Did Goffe return to die in Hadley? Shall we attempt to follow the fugitive from Hartford in 1680? No blazed path is found, but we do find a faint trail leading back to Hadley. What little evidence there is points that way. Nothing is found opposing, but the case is not proven. So far as we know there had been no leak in the secret of Mr. Russell. Goffe had been driven away in the stress of war. It would still be a safe retreat and to all appearances a natural one. The diary of Goffe and his papers, including the letters written to him at Hartford by Tilton and Nowell given above, are found among the effects left by Mr. John Russell. How did they get there? Would they not have been destroyed as a matter of precaution, had Goffe died elsewhere? Again, we have the untainted tradition found by Hutchinson at Hadley in 1763, "Two persons unknown were buried in the minister's cellar." It was the sum of all knowledge of the Judges, which Hutchinson could obtain in Hadley, or the vicinity; let that stand for what it is worth. Then there is the general probability, that after getting the consent of Mr.
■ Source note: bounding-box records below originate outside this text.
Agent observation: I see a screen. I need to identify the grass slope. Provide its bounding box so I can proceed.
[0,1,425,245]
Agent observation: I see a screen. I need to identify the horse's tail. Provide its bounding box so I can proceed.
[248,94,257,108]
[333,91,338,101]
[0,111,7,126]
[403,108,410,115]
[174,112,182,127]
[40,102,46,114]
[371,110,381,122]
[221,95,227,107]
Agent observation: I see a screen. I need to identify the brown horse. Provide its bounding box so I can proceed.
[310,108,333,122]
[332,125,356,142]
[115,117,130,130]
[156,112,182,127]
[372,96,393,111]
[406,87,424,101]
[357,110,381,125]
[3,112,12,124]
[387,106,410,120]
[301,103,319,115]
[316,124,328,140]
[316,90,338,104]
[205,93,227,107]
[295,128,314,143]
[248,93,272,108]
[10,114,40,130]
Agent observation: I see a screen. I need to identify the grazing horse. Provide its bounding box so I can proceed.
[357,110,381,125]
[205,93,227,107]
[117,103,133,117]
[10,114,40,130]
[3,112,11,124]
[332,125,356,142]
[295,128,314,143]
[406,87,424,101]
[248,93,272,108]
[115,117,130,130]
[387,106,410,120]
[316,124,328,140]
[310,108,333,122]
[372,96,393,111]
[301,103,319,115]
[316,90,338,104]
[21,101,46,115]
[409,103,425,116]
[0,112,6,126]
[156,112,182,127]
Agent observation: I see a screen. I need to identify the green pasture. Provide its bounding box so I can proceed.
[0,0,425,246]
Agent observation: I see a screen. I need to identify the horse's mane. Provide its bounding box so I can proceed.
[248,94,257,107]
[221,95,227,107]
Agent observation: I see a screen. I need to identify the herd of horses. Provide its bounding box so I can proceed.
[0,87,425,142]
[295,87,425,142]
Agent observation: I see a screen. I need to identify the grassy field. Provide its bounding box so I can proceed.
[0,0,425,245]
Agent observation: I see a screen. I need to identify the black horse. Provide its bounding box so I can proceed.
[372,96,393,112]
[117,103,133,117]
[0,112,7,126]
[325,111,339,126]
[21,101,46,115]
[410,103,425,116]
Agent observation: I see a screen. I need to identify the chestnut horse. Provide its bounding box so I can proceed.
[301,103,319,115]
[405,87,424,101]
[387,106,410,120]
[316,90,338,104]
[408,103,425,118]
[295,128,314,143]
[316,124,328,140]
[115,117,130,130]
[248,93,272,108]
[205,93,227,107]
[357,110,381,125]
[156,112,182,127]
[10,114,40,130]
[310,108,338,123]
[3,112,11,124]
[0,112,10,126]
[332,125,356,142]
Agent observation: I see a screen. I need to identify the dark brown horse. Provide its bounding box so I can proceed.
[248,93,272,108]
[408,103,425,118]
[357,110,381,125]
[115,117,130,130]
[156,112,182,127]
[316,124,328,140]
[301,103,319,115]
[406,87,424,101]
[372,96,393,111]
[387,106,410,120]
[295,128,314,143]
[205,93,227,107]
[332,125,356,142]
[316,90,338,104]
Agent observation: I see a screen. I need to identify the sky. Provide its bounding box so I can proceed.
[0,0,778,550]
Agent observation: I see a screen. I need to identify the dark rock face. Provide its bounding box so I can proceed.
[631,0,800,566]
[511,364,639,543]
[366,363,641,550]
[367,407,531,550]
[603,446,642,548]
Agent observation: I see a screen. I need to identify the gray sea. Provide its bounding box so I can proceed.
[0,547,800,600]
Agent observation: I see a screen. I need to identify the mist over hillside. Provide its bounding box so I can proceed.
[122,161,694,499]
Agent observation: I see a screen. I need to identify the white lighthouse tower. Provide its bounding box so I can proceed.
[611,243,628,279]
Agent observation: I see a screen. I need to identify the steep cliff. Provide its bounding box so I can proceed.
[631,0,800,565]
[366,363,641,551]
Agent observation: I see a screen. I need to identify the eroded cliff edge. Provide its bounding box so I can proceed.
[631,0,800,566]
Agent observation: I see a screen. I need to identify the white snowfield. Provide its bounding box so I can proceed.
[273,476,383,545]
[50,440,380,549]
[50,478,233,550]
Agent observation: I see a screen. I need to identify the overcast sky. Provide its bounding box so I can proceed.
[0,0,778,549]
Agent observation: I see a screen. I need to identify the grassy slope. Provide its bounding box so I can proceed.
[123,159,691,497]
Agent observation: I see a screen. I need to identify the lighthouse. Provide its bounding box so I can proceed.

Russell he was transported back to Hadley; there was time enough for this between the opening act and the closing of the Hartford drama.
It is pleasant, and is it not best, to follow these leadings and our wishes so far as to think that the worn wanderer came back to breathe out his life on the bosom of faithful John Russell; and that he rested at last beside his companion in exile, under the sheltering elms of Old Hadley.